When a data subject requests the erasure of certain data, then a data processor can delete a link between a blockchain hash reference, a pointer, and the off-chain data. However, such a deletion provides a “logical,” rather than purely technical, erasure. Depending on the risk of re-creation of the deleted link, such an approach may be compatible with the concept of erasure.
A GDPR-compatible blockchain use case
At Asters, we are testing blockchain with an off-chain data storage architecture. This private permissioned blockchain is based on the Emercoin platform.
Data subjects input the personal data through web interface secured with HTTPS. The back-end system encrypts the data, computes hash IDs, puts encrypted data with hash IDs onto storage, and inserts hash IDs into the Emercoin name-value storage. Each transaction also has a unique transaction hash ID. So, the data hash IDs are stored on the blockchain. The encrypted data is stored off-chain. Access to data is given through a special key for decryption. The blockchain can keep records of data transactions for audit purposes because each manipulation has its own hash ID.
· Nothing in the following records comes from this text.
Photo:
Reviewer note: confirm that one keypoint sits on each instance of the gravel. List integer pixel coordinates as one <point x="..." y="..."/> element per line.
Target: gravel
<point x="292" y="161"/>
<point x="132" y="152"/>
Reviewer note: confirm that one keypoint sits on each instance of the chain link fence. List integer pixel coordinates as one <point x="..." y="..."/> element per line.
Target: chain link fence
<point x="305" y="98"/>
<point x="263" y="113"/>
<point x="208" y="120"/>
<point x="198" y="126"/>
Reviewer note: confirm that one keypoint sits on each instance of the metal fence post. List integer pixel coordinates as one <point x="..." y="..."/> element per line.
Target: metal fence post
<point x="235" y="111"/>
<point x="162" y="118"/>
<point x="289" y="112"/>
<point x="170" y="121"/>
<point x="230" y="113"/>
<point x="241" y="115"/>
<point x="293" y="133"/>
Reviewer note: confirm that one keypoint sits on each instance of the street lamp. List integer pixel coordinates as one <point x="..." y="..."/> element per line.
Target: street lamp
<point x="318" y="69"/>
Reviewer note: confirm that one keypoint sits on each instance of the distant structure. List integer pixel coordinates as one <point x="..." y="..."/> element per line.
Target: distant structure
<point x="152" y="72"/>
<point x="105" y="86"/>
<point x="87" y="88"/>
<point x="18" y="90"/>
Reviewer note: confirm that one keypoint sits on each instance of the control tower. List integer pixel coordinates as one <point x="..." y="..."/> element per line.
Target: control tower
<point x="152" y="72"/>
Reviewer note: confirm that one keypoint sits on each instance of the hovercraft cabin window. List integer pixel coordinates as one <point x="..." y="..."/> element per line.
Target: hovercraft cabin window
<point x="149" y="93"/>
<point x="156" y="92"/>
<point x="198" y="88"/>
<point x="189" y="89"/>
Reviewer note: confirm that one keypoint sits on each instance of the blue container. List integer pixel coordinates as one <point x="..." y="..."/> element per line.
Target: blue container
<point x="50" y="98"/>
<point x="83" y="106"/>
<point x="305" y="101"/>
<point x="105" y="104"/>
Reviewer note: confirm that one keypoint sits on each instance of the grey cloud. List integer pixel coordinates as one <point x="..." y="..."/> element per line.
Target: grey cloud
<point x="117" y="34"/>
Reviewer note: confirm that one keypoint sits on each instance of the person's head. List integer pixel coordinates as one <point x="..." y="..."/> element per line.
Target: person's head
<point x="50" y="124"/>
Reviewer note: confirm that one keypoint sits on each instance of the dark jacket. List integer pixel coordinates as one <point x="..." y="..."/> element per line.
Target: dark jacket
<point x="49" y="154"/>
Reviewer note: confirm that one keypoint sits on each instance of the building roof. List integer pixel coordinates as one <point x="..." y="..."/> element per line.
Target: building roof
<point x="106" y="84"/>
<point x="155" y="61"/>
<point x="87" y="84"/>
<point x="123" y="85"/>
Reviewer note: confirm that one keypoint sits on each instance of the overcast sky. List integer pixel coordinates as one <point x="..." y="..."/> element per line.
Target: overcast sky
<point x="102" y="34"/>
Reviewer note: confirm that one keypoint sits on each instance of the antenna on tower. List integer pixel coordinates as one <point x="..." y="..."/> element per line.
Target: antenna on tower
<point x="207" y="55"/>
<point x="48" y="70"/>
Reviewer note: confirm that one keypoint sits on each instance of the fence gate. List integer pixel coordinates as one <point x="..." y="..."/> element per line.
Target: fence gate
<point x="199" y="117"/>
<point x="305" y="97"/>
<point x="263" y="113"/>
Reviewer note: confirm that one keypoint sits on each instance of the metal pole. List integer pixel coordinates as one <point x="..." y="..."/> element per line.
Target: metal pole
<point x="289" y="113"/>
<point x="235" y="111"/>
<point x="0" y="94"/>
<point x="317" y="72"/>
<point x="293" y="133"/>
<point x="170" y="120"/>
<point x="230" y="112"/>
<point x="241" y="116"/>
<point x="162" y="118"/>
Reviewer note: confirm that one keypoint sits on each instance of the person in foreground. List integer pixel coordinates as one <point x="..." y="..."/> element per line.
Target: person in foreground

The data can be changed and appropriate hash IDs can be updated due to the unique functions of the Emercoin name-value storage. Deletion can be done as soon as a retention period expires. Deletion is also possible when requested by the data subject.
The above architecture and protocol ensure compatibility of this blockchain-based solution with GDPR. The controller can be easily identified; the data subject’s consent can be obtained in a specific and unambiguous manner; the right to know what data is processed, for what purpose, and who the data was shared with can be enforced; writing and reading rights can be granted in a compatible way; data are processed in a secured manner; and the data subject can control personal data, including requesting its erasure.
In general, GDPR is a technology-agnostic regulation. It is not hard to see that most provisions of GDPR have been written with a centrally governed database in mind. Accordingly, purely distributed databases based on peer-to-peer networks, so-called public permissionless blockchains, may conflict with GDPR.
Surely, there may be use cases where the design of a particular blockchain system can smooth out the frictions between certain properties inherent in the blockchain and GDPR. Moreover, blockchain is not a static concept that, once developed, remains unchanged. It is subject to constant developments undergoing not only technical improvements but also conceptual advancements.
Thus, each use of blockchain should be carefully analyzed on its merits to come to a conclusion about its compatibility with the requirements of GDPR. However, to be on the safe side, private permissioned blockchains are the best-suited model to process personal data.